Pourtant la définition de Pierre est en un sens incomplète ; elle a besoin d'être explicitée, car elle comporte une ambiguïté profonde, au point que Jésus est obligé de " démentir " aussitôt son disciple. Il y a deux scènes qui sont à la fois toutes proches et en totale opposition : d'un côté la confession de Pierre, et immédiatement après, sa " dé-confession " de la part de Jésus. Réagissant aux propos qui le reconnaissent comme le messie, Jésus se met à parler de sa Passion (il en parlera à deux autres reprises). Il dit que le Fils de l'homme va beaucoup souffrir, être rejeté par les anciens, les chefs des prêtres et les scribes ; puis qu'il sera tué et ressuscitera le troisième jour. En entendant ces mots, Pierre prend Jésus à part et se met à lui faire des reproches. Il avait reconnu l'incomparable grandeur de Jésus au point de lui attribuer titre le plus élevé qu'il connaissait, mais il ne pouvait accepter cette " fin " que Jésus mettait devant leurs yeux. C'est là que deux conceptions du messie s'affrontent : l'une, celle de Pierre, qui se rattache à la force, au pouvoir qui s'impose, à l'instauration d'un royaume politique ; l'autre, celle de Jésus, marquée par un abaissement jusqu'à la mort, qui s'achève pourtant par la résurrection.

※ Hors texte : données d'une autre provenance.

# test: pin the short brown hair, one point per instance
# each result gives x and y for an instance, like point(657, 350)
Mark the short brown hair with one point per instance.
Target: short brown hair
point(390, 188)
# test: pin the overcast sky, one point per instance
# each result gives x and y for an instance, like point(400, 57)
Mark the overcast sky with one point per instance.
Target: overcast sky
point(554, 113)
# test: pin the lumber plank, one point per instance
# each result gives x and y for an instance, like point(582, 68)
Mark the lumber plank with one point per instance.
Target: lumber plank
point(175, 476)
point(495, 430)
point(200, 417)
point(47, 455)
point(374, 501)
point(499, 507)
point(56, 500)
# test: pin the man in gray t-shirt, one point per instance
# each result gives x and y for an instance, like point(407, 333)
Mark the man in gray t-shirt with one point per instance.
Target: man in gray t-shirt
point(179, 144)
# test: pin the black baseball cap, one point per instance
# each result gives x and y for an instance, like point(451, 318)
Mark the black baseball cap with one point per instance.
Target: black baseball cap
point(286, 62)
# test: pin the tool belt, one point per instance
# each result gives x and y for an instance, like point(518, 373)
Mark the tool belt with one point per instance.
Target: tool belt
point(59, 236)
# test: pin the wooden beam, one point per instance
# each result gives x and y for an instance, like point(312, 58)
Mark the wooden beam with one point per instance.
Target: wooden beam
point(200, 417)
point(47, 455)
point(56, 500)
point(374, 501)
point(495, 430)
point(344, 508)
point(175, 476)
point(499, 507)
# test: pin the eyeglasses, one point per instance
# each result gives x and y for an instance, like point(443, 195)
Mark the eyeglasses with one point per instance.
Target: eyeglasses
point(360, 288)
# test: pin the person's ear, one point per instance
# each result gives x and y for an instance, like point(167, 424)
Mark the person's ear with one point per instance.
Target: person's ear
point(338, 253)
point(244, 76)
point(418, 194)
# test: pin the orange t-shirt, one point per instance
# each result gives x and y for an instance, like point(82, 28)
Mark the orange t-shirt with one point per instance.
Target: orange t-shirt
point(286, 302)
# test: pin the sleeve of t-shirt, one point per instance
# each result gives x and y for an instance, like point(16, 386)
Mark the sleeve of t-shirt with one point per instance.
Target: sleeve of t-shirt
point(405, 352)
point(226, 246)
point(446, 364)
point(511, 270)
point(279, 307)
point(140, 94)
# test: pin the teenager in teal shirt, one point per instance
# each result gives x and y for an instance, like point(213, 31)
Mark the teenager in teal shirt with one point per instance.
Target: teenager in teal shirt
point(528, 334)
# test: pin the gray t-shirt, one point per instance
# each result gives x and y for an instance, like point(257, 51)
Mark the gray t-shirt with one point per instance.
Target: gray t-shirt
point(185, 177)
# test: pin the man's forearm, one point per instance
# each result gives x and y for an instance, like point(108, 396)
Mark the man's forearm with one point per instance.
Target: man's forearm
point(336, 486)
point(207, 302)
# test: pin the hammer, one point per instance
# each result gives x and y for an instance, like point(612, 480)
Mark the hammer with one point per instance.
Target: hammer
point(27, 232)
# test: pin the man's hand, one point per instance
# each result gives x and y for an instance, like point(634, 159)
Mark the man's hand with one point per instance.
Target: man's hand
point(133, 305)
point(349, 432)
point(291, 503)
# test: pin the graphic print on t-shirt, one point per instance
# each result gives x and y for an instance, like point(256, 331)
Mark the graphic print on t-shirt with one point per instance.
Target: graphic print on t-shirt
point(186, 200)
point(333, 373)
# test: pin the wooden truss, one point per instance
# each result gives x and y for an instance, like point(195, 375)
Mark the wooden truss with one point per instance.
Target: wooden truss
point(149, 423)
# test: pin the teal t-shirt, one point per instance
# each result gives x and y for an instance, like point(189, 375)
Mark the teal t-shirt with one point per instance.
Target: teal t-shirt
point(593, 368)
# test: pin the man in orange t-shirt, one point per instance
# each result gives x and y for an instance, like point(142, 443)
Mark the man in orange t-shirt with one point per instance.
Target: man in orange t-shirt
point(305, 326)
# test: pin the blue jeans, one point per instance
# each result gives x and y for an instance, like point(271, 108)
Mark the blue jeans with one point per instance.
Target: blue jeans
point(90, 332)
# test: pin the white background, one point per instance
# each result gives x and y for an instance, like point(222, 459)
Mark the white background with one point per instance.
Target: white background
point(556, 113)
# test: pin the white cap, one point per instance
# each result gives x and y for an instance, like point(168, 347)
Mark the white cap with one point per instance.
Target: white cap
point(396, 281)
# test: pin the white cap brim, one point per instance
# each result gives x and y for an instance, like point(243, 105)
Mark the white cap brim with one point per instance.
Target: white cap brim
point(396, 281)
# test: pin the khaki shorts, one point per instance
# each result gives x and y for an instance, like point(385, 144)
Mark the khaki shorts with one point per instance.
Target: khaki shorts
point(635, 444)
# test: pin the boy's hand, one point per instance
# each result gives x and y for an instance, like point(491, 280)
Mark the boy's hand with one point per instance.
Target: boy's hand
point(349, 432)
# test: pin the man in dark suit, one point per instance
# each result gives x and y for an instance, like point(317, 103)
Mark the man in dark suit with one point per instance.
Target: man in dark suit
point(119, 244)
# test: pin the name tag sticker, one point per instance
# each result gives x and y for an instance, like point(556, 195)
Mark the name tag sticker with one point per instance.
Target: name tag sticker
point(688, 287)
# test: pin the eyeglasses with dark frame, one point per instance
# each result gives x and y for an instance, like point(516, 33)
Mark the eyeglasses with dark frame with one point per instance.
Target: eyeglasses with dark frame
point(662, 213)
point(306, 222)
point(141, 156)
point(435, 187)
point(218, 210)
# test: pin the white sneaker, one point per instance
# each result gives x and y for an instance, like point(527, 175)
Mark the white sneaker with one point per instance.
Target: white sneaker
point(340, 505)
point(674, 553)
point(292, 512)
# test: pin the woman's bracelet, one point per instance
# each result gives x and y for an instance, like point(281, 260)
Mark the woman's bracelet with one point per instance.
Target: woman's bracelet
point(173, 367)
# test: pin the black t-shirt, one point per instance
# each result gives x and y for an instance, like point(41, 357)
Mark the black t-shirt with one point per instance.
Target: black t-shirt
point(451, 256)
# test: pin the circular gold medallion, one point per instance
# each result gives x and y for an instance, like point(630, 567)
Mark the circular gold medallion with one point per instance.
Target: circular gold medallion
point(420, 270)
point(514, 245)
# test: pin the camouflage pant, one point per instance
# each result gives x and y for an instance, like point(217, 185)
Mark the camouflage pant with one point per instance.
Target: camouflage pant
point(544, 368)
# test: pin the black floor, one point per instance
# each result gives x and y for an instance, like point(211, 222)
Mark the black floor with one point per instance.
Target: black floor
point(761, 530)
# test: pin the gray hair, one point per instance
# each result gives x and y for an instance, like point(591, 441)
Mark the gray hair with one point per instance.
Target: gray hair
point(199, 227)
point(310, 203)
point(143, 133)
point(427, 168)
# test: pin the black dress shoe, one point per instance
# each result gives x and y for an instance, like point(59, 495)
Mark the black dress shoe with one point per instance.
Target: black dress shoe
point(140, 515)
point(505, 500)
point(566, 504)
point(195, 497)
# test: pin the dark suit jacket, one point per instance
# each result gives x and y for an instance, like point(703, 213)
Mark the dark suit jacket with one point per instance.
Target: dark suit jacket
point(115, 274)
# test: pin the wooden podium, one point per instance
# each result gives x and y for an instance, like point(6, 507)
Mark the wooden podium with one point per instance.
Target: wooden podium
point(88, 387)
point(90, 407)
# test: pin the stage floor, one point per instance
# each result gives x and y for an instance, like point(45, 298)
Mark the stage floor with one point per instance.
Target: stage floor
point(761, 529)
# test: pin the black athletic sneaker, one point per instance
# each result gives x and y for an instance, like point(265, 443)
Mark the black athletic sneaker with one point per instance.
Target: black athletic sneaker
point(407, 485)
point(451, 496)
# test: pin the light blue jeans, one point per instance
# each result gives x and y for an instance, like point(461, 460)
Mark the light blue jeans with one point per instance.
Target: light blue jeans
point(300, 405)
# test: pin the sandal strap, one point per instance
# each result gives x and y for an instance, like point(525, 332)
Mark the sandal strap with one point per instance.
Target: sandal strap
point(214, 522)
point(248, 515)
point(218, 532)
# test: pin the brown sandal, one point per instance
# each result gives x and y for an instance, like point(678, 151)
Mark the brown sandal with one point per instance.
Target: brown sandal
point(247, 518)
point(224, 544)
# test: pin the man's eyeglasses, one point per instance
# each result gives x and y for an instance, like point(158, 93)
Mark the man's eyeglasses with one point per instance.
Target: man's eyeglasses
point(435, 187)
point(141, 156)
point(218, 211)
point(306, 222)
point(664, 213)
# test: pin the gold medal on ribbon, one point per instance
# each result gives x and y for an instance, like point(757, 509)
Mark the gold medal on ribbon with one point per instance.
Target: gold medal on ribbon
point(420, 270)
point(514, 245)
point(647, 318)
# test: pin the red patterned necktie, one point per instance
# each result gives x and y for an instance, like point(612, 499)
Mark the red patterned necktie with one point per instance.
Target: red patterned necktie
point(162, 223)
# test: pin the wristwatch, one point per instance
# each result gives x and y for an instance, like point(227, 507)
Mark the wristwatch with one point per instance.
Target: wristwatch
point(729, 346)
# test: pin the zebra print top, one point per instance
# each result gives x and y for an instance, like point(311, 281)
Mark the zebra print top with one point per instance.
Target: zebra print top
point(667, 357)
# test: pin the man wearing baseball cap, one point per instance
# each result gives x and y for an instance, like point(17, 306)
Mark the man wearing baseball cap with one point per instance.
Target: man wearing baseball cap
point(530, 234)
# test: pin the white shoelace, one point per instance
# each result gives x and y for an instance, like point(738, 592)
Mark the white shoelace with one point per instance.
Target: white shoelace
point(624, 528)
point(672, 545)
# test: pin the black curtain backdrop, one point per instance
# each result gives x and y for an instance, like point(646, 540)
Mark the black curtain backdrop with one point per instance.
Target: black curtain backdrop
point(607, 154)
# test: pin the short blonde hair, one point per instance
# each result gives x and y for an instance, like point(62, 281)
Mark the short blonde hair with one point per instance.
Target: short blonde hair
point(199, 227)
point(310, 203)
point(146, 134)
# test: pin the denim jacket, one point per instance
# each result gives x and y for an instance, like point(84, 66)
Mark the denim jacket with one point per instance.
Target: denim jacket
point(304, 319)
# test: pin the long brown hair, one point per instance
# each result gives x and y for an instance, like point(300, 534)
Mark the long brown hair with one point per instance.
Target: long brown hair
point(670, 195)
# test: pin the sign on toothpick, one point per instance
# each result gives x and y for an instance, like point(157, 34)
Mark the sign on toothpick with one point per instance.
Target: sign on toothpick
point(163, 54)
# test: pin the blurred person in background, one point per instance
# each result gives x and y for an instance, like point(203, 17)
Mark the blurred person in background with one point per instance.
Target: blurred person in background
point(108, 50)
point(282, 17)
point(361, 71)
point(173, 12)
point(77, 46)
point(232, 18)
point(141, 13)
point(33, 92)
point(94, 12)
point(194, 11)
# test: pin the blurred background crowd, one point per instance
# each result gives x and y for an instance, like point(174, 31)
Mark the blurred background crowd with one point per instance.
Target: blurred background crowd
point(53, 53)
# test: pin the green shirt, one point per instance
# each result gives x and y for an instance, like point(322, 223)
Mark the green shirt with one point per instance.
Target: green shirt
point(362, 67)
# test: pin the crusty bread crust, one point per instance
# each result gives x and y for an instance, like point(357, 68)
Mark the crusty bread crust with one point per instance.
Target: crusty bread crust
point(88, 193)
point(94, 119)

Ce disciple qui, au nom des autres, a reconnu en Jésus le messie, devient maintenant son adversaire ; Jésus ne peut rien faire d'autre que le stigmatiser devant tous. Il lui dit très crûment : " Passe derrière moi, Satan ! " Ce sont des mots semblables à ceux que l'on trouve dans l'Évangile de Matthieu à la fin des tentations au désert (des exégètes supposent que Matthieu les a tirés de ce texte de saint Marc). Dans les deux cas, on veut pousser Jésus à donner une connotation politique à son messianisme afin de lui obtenir un pouvoir ou une domination temporelle. Il est certes difficile de s'habituer à l'idée d'un messie qui choisit le chemin de la croix et de l'abaissement ; c'est pourtant là le chemin de Dieu. Appelant à lui la foule qui le suivait, Jésus affirme que, si quelqu'un veut devenir son disciple, il doit se renier lui-même, prendre sa croix et le suivre. Il ajoute que celui qui perd sa vie de cette façon, en réalité, la sauve. Tout cela apparaîtra clairement le jour de la résurrection de Jésus. Mais dès à présent, pour nous aussi, la voie du service de l'Évangile et du Seigneur est la seule manière de vivre en plénitude selon Dieu. Et il ne sera jamais permis à personne de détourner le parcours suivi par Jésus.